Companies tend to assume that by simply implementing technology, that constitutes a mobility strategy. Unfortunately, that is where many businesses experience difficulty. Every business should update their policies and have acceptable use guidelines that are updated to account for the use of any new technology.

In some instances, employees may choose to use their own mobile device to access the network, instead or in addition to a company-provided device. The policies would also need to be modified to allow for consumer owned devices (BYOD), however, these employees would still be required to adhere to the same guidelines defined in the policy for corporate owned devices. When you are building out a mobility strategy, if you have the right security and infrastructure in place, access from personal devices should not be a concern.

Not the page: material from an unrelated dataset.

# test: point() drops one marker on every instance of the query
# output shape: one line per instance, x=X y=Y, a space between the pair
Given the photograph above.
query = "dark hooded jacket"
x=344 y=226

After business goals are defined and policies are set, the next step is thinking about strategy from a security perspective. With mobile devices, your perspective now must extend beyond the four walls of your business and additional considerations must be made. You must set a specific security plan around mobility, and technology tools such as AirWatch® work in conjunction with your business strategy and help to provide encryption from the device to your network.

Operations and support
As you make your network and applications more mobile friendly, you might have to increase the amount and availability of support to administer new servers and applications built for devices. It is a critical area that cannot be overlooked, as your support and operations must provide the right amount of coverage while remaining affordable.

The last pillar is infrastructure and how you communicate from your mobile devices across the network bandwidth. Optimizing your infrastructure for mobility is key, and this process can dramatically affect the level of operations and support. You must have the right amount of network bandwidth as well as the correct server infrastructure. Virtualization technologies can be useful to help many companies develop their framework.

Another key to developing a strong mobility platform is to keep in mind that this is not just an IT endeavor; it is a true business project. Once your plan is developed and ready to execute, it is recommended to deploy your strategy on a pilot basis. This allows you to see the effects your plan has on each facet of the business and ensures that your approach is sound from a security, server, infrastructure, and operations and support perspective before it is implemented on a companywide basis.

The massive proliferation of devices is driving the increased interest in mobility, with the amount of worldwide smart phone users having doubled in the last 18 months and projected to double again in the next 18 months. Businesses are implementing comprehensive mobility strategies with increased functionality and savings by using tablets rather than laptops.

The use of mobility and mobile devices is surging, and the use of the technology is not expected to slow in the near future. As you build the mobility strategy for your business, you must be mindful of these four key pillars and inclusive of all facets of the business when discussing organizational goals. If you are, in the end, you will have a strong mobility strategy for your business.